04 Januar 2014

Über den klandestinen Kampf


Die politische Arbeit und der politische Kampf finden nicht nur in der Legalität statt. Oftmals zwingen die gesellschaftlichen und politischen Umstände Bewegungen und Personen dazu, den Kampf im Untergrund zu führen. Hier ein Beispiel aus Kolumbien. 
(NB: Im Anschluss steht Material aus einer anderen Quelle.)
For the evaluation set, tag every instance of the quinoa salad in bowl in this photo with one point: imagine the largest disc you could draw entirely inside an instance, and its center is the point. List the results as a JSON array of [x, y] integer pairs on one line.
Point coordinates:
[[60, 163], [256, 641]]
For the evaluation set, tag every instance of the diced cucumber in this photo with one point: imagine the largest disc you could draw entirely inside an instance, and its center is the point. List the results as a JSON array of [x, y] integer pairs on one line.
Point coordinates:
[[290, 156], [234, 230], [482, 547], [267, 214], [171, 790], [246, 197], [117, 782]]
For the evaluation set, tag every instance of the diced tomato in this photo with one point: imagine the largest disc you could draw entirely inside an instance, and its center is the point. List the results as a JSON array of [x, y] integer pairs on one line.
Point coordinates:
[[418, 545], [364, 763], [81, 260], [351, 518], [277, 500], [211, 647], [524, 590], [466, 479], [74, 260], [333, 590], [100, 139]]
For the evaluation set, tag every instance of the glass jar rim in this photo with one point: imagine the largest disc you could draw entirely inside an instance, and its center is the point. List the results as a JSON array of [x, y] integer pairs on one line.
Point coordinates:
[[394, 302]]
Die klandestinen Organisationen sind fundamental für den revolutionären Kampf in Kolumbien und für den Kampf eines Neuen Kolumbiens. Sie sind die Grundstruktur in der politischen Arbeit und das Verbindungsglied zwischen den im Untergrund kämpfenden Einheiten und den illegalen und legalen politischen Zusammenhängen, wie den sozialen Bewegungen, Gewerkschaften oder den verschiedenen Zirkeln im gesellschaftlichen Leben. Leider ist es so, dass die klandestinen Organisationen nicht allen Personen eine Mitarbeit und Mitgliedschaft ermöglichen können, sondern nur diejenigen in ihnen partizipieren, die absolut vertrauenswürdig sind. Dies ist ein Nachteil und Vorteil zugleich. Auf der einen Seite können keine Massenveranstaltungen organisiert und die politische Arbeit kann nicht auf breite Schultern verteilt werden. Auf der anderen Seite sind die klandestinen Organisationen so vor ihren Feinden sicher und können nur schwer enttarnt und vernichtet werden. Es liegt an den jeweiligen Kräften innerhalb der Organisationen, einen gesunden Weg zu finden, um sowohl die politische Arbeit mit den Massen, wie Propaganda, Schulungen oder militante Aktionen, als auch die Sicherheit der Kämpfenden zu gewährleisten.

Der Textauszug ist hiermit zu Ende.